The invention relates to a resource-filled damping pile foundation structure, which comprises: a damping foundation pile, which is a columnar structure, comprising a plurality of longitudinal frictional resistance holes and a plurality of transverse frictional resistance holes, wherein the longitudinal frictional resistance holes and The lateral frictional resistance holes are arranged alternately on the outer side of the damper pile, so that the longitudinal frictional resistance holes and the lateral frictional resistance holes can be outwardly protruded and placed under the ground during the filling.
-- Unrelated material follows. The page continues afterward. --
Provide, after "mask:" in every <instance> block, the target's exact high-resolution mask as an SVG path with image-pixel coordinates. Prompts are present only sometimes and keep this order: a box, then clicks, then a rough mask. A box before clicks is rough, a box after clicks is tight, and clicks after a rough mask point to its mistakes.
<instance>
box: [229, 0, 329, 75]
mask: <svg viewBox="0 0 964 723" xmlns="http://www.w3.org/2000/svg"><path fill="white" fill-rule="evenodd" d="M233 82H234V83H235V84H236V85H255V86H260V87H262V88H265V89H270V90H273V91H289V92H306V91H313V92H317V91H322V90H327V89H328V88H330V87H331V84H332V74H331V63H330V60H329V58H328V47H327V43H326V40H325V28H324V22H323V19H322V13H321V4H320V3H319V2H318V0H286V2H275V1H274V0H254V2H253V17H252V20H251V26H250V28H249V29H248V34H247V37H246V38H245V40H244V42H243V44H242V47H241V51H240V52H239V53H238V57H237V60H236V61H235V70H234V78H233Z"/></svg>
A resource-based perfusion damping pile structure and a backfilling germ material thereof comprise: a plurality of damping foundation piles, wherein the damping foundation piles are a columnar structure comprising a plurality of longitudinal frictional resistance holes and a plurality of transverse frictional resistance holes, the longitudinal direction The frictional resistance hole and the transverse frictional resistance hole are arranged alternately on the outer side of the pile, so that the longitudinal frictional resistance hole and the lateral frictional resistance hole can be outwardly protruded and inserted under the ground by the longitudinal friction resistance hole, and are damped by the plurality The piles are arranged to form a resourceized perfusion damping pile structure, and a reproductive material is backfilled on the resourced perfusion damping pile structure to form a stable building foundation structure, which is characterized in that the resourced perfusion damping base The pile structure backfilling reproductive system is mainly composed of biodegradable materials, plant fibers and agricultural waste combined to form a composite material. The resource-based perfusion damping pile structure backfilling the germplasm system contains 10~30% by weight of polylactic acid. Between 10% and 20% by weight of cassava residue, 10% to 20% by weight of tea residue and 10% to 20% by weight of distiller's residue, a resource-based perfusion resistance is formed by mixing Pile reproductive structures backfill material.